On n'a pas trouvé d'informations sur la toxicité du nickel chez des mammifères sauvages. Les résultats d'études effectuées chez des animaux de laboratoire sont décrits dans la division 2.5.1 (p. 27).
Chez des canards colverts adultes (Anas platyrhynchos) auxquels on a administré du nickel dans leur alimentation (sous forme de sulfate de nickel) à raison de 0, 12,5, 50, 200 ou 800 mg/g(p.s.) pendant 90 jours, on n'a noté aucun effet sur les paramètres suivants : masse corporelle, changements histologiques du foie ou des reins, dommages aux tissus et changements dans la chimie du sang. La ponte des oeufs, l'éclosabilité et la survie des petits jusqu'à l'âge de 14 jours n'ont pas non plus été touchées à ces concentrations (Eastin et O'Shea, 1981). Toutefois, lorsque des canards colverts récemment éclos ont été exposés dans leur alimentation à des concentrations de nickel de 0, 200, 800 ou 1 200 mg/g(p.s.) (sous forme de sulfate de nickel) pendant une durée allant jusqu'à 90 jours, des effets significatifs se sont manifestés à la concentration de 800 µg/g. Les petits canards ont présenté des tremblements et une ataxie après 28 jours et ils ont commencé à mourir après 60 jours (Cain et Pafford, 1981). Les effets étaient analogues, mais plus graves, à la concentration de 1 200 µg/g, alors qu'aucun signe de toxicité n'était observé à la concentration de 200 µg/g. Des poussins (Gallinus domesticus) récemment éclos dont l'alimentation a contenu du nickel à raison de 0, 300, 500, 700, 900 ou 1100 mg/g(p.s.) pendant 3 semaines ont eu un taux de croissance significativement plus lent dès la concentration de 300 µg/g (Ling et Leach, 1979). On a aussi noté des cas de mortalité à partir de la concentration de 500 µg/g, et ils devenaient nombreux (50 %) à la concentration de 900 µg/g.
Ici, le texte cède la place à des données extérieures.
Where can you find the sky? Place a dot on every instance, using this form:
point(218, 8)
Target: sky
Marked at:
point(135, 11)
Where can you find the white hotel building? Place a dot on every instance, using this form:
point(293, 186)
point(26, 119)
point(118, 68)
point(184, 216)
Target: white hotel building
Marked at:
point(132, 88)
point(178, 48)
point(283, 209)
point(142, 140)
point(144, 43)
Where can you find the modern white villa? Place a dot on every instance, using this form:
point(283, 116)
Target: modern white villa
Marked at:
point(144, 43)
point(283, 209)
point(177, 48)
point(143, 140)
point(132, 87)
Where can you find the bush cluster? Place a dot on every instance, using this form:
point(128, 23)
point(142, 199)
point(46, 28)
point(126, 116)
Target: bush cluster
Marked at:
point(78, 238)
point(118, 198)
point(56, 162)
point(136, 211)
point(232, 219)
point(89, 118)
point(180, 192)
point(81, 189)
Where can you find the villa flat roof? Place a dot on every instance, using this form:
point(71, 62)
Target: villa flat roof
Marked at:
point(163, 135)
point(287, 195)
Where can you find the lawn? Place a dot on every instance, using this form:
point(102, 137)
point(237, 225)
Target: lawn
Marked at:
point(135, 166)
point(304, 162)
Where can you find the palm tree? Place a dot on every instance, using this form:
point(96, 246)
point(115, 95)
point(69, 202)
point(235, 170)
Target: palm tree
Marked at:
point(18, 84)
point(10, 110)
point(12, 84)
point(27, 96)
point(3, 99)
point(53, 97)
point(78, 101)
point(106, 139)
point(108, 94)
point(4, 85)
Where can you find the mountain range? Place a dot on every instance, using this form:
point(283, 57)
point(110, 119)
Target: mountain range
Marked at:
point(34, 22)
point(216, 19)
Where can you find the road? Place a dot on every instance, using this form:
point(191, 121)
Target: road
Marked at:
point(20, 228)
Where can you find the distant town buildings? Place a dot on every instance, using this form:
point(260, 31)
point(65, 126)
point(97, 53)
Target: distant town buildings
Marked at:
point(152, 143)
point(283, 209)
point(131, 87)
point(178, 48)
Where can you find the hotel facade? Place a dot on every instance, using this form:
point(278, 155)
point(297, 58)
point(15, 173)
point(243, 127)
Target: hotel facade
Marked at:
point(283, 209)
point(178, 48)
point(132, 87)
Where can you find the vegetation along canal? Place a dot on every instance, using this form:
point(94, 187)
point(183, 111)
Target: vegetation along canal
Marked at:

* Dans le présent rapport, sauf indication contraire, les concentrations sont exprimées sous forme de nickel élémentaire.
* Sauf indication contraire, les données citées sur les concentrations de nickel dans l'environnement correspondent au nickel total.
* Pour effectuer ce calcul, on a postulé que la masse volumique apparente du sol était de 1,5 g/mL, que le volume occupé par les pores était de 50 % (Buckman et Brady, 1960), que le sol était saturé d'eau et que le nickel extractible dans l'eau était complètement solubilisé dans l'eau de porosité.